Indeed, oxygen is one of the key ingredients for firefly bioluminescence.
The glowing starts early for fireflies. Pupae – and even eggs – can produce light, possibly signaling to predators that they will not eat well, as some are poisonous due to their chemicals called lucibufagins, which they synthesize from their diet. When fireflies finish metamorphosing and reach adulthood, they make new light organs. But the overall system is the same, with light coming from special cells found in the light organs on the underside of some fireflies, allowing them yellow, orange, green or even blue.
These cells are packed with luciferin and luciferase, as well as an unusually high number of mitochondria. These tiny organelles pump out the ATP fireflies needed to initiate the chemical reaction. Fireflies turn their lights on and off due to the flow of oxygen to these cells.

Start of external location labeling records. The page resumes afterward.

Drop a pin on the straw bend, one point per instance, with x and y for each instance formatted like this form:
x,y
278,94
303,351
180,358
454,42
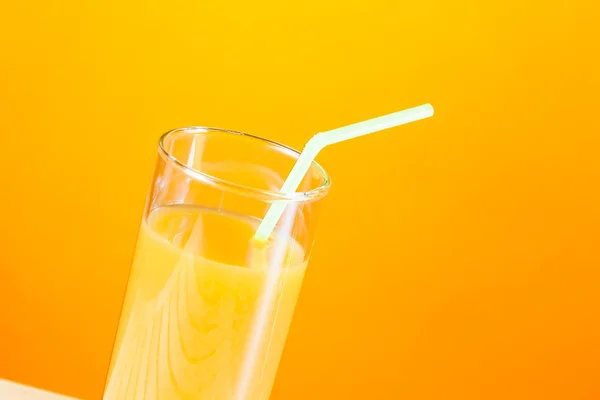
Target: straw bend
x,y
323,139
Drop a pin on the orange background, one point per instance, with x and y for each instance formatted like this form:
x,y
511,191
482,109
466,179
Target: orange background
x,y
458,257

No oxygen means darkness. Lots of oxygen? You have a glow.
This on and off switch is important for fireflies on the American East Coast, which as adults use flashing signals to find the right breeding partner. Finding mates as a beetle can be difficult and each flashy species has developed its own light sequence to distinguish itself from the others. That makes bioluminescence a ‘Morse code love song in light’, the researchers say Lynn Faust, an independent firefly researcher based in Knoxville, Tennessee. “With their extremely short adult lives, it’s a race against time” to find a mate.
Researchers have come a long way in understanding the science behind firefly bioluminescence. But numerous firefly species remain undocumented in Asia and Africa, and researchers are still struggling to understand how beetles first developed their glow-in-the-dark specialty 130 to 140 million years ago, according to research published on the preprint database BioRxiv.
“The biggest unanswered questions are: What are all the genes involved in bioluminescence?” Fallon said.
A major breakthrough came in 1985 when researchers discovered the gene responsible for making luciferase. This enzyme is now used in biomedical research to artificially light up specific proteins in plants and animals. In 2024, researchers in Wuhan, China discovered discovered two more genes in a Aquatica slatea rare water firefly, which they suspect may help position the lantern – the glowing organ of the adult firefly – in the abdomen and enable light-generating genes such as luciferase.
In addition to deciphering fireflies’ bioluminescence, scientists are still learning what makes fireflies tick in the wild. In recent years, firefly numbers have declined due to light population levels, habitat loss and climate change. “We know so little” about fireflies in their natural habitat,” Faust said. “How on earth can we preserve and protect nature? [them] when we barely understand their most basic requirements?”